Memory improved in amnestic mild cognitive impairment by reducing excess brain activity

Research published by Cell Press in the journal Neuron, describes a potential new therapeutic approach for improving memory and modifying disease progression in patients with amnestic mild cognitive impairment. The study finds that excess brain activity may be doing more harm than good in some conditions that cause mild cognitive decline and memory impairment. Elevated activity in specific parts of the hippocampus, a brain region involved in memory, is often seen in disorders associated with an increased risk for Alzheimer's disease. Amnestic mild cognitive impairment (aMCI), where memory is worse than would be expected for a person's age, is one such disorder. "In the case of early aMCI, it has been suggested that the increased hippocampal activation may serve a beneficial function by recruiting additional neural resources to compensate for those that are lost," explains senior study author, Dr. Michela Gallagher, from Johns Hopkins University. "However, animal studies have raised the alternative view that this excess activation may be contributing to memory impairment." Dr. Gallagher and colleagues tested how a reduction of hippocampal activity would impact human patients with aMCI. The researchers used a low dose of a drug used clinically to treat epilepsy, for the purpose of reducing hippocampal activity in subjects with aMCI to levels that were similar to activity levels in healthy, age-matched subjects in a control group.

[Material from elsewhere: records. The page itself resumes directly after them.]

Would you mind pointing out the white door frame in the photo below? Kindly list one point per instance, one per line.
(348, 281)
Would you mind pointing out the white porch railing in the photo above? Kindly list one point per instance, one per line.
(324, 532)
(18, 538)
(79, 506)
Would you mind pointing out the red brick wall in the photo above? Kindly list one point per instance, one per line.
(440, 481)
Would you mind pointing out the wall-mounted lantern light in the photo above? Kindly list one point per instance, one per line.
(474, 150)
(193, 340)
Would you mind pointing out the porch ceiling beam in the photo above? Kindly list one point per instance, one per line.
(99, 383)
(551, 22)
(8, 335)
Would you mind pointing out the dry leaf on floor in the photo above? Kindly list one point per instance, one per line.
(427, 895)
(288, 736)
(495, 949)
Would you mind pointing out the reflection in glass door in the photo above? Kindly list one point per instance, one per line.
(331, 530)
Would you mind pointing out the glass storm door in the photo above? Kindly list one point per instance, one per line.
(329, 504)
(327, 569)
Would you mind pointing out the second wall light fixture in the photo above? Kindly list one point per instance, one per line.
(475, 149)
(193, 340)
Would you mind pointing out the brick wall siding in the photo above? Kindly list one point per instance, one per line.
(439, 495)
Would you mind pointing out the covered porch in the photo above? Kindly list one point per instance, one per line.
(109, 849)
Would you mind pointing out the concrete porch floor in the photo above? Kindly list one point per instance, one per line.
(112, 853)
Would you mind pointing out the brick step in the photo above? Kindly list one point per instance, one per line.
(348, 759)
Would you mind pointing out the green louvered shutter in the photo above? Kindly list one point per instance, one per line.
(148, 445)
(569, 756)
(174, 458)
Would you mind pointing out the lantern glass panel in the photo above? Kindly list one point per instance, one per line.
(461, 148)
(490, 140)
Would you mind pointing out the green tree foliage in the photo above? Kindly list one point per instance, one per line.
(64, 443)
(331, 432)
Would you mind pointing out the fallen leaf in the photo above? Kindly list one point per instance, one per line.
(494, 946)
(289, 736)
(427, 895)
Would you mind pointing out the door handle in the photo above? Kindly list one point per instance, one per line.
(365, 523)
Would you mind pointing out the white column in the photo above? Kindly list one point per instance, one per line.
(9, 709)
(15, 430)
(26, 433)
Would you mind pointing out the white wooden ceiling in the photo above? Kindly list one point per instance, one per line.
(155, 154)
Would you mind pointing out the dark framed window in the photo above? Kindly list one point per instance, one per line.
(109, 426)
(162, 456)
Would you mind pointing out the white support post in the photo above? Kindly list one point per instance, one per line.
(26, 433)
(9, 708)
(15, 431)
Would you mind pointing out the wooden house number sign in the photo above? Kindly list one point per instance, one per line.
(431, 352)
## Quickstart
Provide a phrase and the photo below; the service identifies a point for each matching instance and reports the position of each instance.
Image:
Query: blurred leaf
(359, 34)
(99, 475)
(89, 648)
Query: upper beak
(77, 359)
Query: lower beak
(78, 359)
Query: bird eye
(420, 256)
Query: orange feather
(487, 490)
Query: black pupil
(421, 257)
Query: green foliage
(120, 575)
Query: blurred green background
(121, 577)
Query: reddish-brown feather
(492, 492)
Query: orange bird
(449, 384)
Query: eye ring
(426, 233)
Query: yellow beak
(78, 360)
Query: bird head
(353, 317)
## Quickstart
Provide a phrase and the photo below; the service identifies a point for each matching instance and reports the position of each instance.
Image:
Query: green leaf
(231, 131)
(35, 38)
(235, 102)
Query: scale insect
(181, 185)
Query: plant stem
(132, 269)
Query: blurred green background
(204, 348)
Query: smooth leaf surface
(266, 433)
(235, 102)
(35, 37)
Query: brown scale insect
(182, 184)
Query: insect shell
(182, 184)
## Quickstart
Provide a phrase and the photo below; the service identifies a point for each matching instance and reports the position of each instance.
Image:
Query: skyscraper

The researchers found that treatment with the drug improved performance on a memory task. These findings point to the therapeutic potential of reducing excess activation in the hippocampus in aMCI. The results also have broader significance as elevated activity in the hippocampus is also observed in other conditions that are thought to precede Alzheimer's disease, and may be one of the underlying mechanisms of neurodegeneration. "Apart from a direct role in memory impairment, there is concern that elevated activity in vulnerable neural networks could be causing additional damage and, possibly, widespread disease-related degeneration that underlies cognitive decline and the conversion to Alzheimer's disease," concludes Dr. Gallagher. "Therefore, reducing the elevated activity in the hippocampus may help to restore memory and protect the brain."